Until relatively recently, West Australians often didn’t have the chance to eat West Australian oysters. But in late 2024, the Harvest Road Group began harvesting the Albany Rock Oyster in the Great Southern region, providing connoisseurs with a treat that was hitherto largely unavailable.
After four years of investment and job creation, Harvest Road’s aquaculture business, Leeuwin Coast, was in a position to deliver oysters widely across Western Australia, as well as to customers in Sydney and Melbourne.
The oysters have already received an enthusiastic reception. At the 2024 Sydney Royal Easter Show, Leeuwin Coast won three gold medals for its WA rock oysters – in the Sydney rock oyster category.

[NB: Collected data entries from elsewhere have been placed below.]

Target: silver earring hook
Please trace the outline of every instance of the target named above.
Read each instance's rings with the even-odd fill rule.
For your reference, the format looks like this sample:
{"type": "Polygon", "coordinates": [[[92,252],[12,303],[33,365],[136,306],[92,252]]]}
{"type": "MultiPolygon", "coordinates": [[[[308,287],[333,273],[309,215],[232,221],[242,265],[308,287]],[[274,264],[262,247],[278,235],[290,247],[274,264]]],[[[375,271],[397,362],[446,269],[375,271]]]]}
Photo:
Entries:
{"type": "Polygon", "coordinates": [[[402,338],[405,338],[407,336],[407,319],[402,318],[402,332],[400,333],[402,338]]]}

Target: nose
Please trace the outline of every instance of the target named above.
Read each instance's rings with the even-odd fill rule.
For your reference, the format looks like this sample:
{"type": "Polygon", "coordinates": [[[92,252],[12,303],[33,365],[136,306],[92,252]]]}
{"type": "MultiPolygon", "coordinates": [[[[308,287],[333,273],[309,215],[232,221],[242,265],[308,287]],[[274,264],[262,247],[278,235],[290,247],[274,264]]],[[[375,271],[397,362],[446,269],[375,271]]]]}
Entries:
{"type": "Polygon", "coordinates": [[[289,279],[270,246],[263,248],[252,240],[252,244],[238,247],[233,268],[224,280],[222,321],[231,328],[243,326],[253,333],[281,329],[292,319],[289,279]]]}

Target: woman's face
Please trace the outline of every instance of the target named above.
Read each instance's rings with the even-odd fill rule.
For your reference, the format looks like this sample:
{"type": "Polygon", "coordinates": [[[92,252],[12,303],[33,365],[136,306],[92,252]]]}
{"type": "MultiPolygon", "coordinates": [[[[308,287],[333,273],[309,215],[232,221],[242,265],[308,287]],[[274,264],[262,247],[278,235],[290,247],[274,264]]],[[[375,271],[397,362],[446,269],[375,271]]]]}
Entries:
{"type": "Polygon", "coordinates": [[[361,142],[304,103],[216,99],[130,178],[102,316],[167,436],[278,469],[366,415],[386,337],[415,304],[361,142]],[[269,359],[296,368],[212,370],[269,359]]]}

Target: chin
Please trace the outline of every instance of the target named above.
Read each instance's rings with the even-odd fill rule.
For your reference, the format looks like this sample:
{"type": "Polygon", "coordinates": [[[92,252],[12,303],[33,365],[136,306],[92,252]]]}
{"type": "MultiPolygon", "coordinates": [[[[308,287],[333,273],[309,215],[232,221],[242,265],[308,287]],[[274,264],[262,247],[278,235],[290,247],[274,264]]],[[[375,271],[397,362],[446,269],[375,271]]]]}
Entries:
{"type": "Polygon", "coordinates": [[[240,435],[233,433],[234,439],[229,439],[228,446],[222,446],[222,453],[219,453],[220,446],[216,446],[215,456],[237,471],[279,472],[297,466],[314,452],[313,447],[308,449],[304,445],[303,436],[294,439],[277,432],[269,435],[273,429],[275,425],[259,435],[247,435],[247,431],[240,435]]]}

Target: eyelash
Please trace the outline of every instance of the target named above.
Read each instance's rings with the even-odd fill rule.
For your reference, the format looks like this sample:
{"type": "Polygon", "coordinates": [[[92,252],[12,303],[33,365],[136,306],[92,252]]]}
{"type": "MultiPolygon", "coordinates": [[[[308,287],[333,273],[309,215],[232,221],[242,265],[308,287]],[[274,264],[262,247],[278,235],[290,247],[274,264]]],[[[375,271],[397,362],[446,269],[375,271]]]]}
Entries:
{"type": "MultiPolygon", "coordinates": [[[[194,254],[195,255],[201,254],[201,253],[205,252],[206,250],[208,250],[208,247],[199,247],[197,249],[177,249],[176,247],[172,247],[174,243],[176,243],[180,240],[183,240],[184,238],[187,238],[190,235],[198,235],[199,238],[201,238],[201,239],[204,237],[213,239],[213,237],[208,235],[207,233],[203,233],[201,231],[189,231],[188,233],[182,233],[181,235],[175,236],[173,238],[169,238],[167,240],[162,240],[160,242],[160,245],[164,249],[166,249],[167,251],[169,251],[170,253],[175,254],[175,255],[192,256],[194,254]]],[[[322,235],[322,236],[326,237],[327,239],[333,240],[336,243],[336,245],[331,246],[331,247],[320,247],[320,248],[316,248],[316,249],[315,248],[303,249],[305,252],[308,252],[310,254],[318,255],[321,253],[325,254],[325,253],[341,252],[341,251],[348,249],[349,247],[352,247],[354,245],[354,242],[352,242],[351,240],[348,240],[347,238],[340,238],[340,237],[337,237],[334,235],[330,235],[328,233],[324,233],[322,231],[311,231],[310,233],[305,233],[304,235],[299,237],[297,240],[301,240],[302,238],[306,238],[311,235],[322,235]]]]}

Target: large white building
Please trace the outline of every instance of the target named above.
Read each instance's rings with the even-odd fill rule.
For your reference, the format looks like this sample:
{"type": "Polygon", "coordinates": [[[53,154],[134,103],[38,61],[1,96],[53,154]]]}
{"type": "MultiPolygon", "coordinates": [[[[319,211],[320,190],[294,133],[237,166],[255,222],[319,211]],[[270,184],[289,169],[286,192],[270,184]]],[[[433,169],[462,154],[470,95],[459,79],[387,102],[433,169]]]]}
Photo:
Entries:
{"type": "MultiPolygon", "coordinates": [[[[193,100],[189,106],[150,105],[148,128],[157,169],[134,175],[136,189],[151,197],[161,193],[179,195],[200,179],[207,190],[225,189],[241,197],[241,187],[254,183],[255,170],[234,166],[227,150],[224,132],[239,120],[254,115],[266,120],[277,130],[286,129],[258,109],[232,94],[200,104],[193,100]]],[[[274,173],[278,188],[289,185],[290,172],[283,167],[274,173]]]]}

Normally harvested in the warmer months of November to April when they are in peak condition, Albany Rock Oysters are grown in the aptly named Oyster Harbour, nourished by fresh waters from the King and Kalgan Rivers and saltwater of the Southern Ocean.
Shoal Bay operation
Harvest Road, a portfolio company of Tattarang, is also developing a second oyster grow-out operation at nearby Shoal Bay.

Harvest Road Group CEO, Tim Wood, said the business was proud to be developing a growing industry in the Great Southern.
“The national recognition that Harvest Road has already received gives us confidence that Albany Rock Oysters will be a growing industry for Western Australia and will be a premium oyster of choice for diners in Western Australia and on the east coast alike,” he said.
General Manager, Aquaculture, Richard Kohne, said the oysters were carefully managed across their three-year lifecycle to create a premium shape and flavour.
“Starting their life in the local hatchery, and then transitioning to purpose-built, state-of-the-art nursery facilities, Albany Rock Oysters are graded so that only the best quality juveniles continue their journey into the baskets in Oyster Harbour,” he said.
“But ultimately it’s the pristine, nutrient-rich waters of the Great Southern that are delivering the exceptional, well-balanced flavour that experts and chefs are applauding.”